Inference of Probabilistic Models

This tutorial asks the question: what does it mean to do inference of probabilistic models? This sets the stage for understanding how to design inference algorithms in Edward.

The posterior

How can we use a model \(p(\mathbf{x}, \mathbf{z})\) to analyze some data \(\mathbf{x}\)? In other words, what hidden structure \(\mathbf{z}\) explains the data? We seek to infer this hidden structure using the model.

One method of inference leverages Bayes’ rule to define the posterior \[\begin{aligned} p(\mathbf{z} \mid \mathbf{x}) &= \frac{p(\mathbf{x}, \mathbf{z})}{\int p(\mathbf{x}, \mathbf{z}) \text{d}\mathbf{z}}.\end{aligned}\] The posterior is the distribution of the latent variables \(\mathbf{z}\), conditioned on some (observed) data \(\mathbf{x}\). Drawing analogy to representation learning, it is a probabilistic description of the data’s hidden representation.
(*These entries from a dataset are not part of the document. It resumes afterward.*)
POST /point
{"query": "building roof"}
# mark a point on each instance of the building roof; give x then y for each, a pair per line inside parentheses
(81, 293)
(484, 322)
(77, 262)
From the perspective of inductivism, as practiced by classical Bayesians (and implicitly by frequentists), the posterior is our updated hypothesis about the latent variables. From the perspective of hypothetico-deductivism, as practiced by statisticians such as Box, Rubin, and Gelman, the posterior is simply a fitted model to data, to be criticized and thus revised (Box, 1982; Gelman & Shalizi, 2013).

Inferring the posterior

Now we know what the posterior represents. How do we calculate it? This is the central computational challenge in inference.

The posterior is difficult to compute because of its normalizing constant, which is the integral in the denominator. This is often a high-dimensional integral that lacks an analytic (closed-form) solution. Thus, calculating the posterior means approximating the posterior.

For details on how to specify inference in Edward, see the inference API. We describe several examples in detail in the tutorials.

References

Box, G. E. (1982). An apology for ecumenism in statistics. DTIC Document.

Gelman, A., & Shalizi, C. R. (2013). Philosophy and the practice of bayesian statistics. British Journal of Mathematical and Statistical Psychology, 66(1), 8–38.